A typical approach is to specify in the policy configuration the JWKS endpoint uri in the <PublicKey/JWKS> element. For example:

<GenerateJWT name="GJWT-1">
  <Algorithms>
    <Key>RSA-OAEP-256</Key>
    <Content>A128GCM</Content>
  </Algorithms>
  <IgnoreUnresolvedVariables>false</IgnoreUnresolvedVariables>
  <PublicKey>
    <JWKS uri='https://www.example.com/.well-known/jwks.json'/>
    <Id ref='variable-containing-desired-keyid'/>
  </PublicKey>
    . . .
</GenerateJWT>

In this case, Apigee will:

  1. Assemble the un-encoded payload and header for the JWT based on the policy configuration.
  2. Retrieve the list of keys with their IDs from the specified JWKS endpoint, or from an internal cache if this JWKS endpoint has been used before. Currently the cache TTL is 5 minutes.
  3. Extract the JWK with the key ID noted in the PublicKey/Id element from the JWKS. Throw a fault if a key with that key ID is not present.
  4. Check that the algorithm for the JWK matches the algorithm specified in the policy configuration. Throw a fault if the algorithms do not match.
  5. Generate a random sequence to be used as the content-encryption key.
  6. Use the selected public key to encrypt the content encryption key.
  7. Use the content encryption key to encrypt the payload.
  8. Finally, assemble all the parts into a serialized encrypted JWT.

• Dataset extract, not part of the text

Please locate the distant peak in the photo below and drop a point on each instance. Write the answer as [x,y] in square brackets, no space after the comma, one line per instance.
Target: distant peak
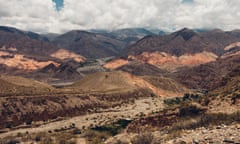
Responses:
[185,33]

An alternative is to use the uriRef attribute to specify a variable that holds the URI of a JWKS endpoint. For example:

<GenerateJWT name="GJWT-1">
  <Algorithms>
    <Key>RSA-OAEP-256</Key>
    <Content>A128GCM</Content>
  </Algorithms>
  <IgnoreUnresolvedVariables>false</IgnoreUnresolvedVariables>
  <PublicKey>
    <JWKS uriRef='variable-containing-jwks-uri'/>
    <Id ref='variable-containing-desired-keyid'/>
  </PublicKey>
  . . .
</GenerateJWT>

In this case, Apigee will perform the same steps as above, except that Apigee will retrieve the JWKS from the uri specified in the variable referenced by the uriRef attribute, instead of a hard-coded URI. Apigee will read the JWKS from an internal cache if this JWKS endpoint has been used before.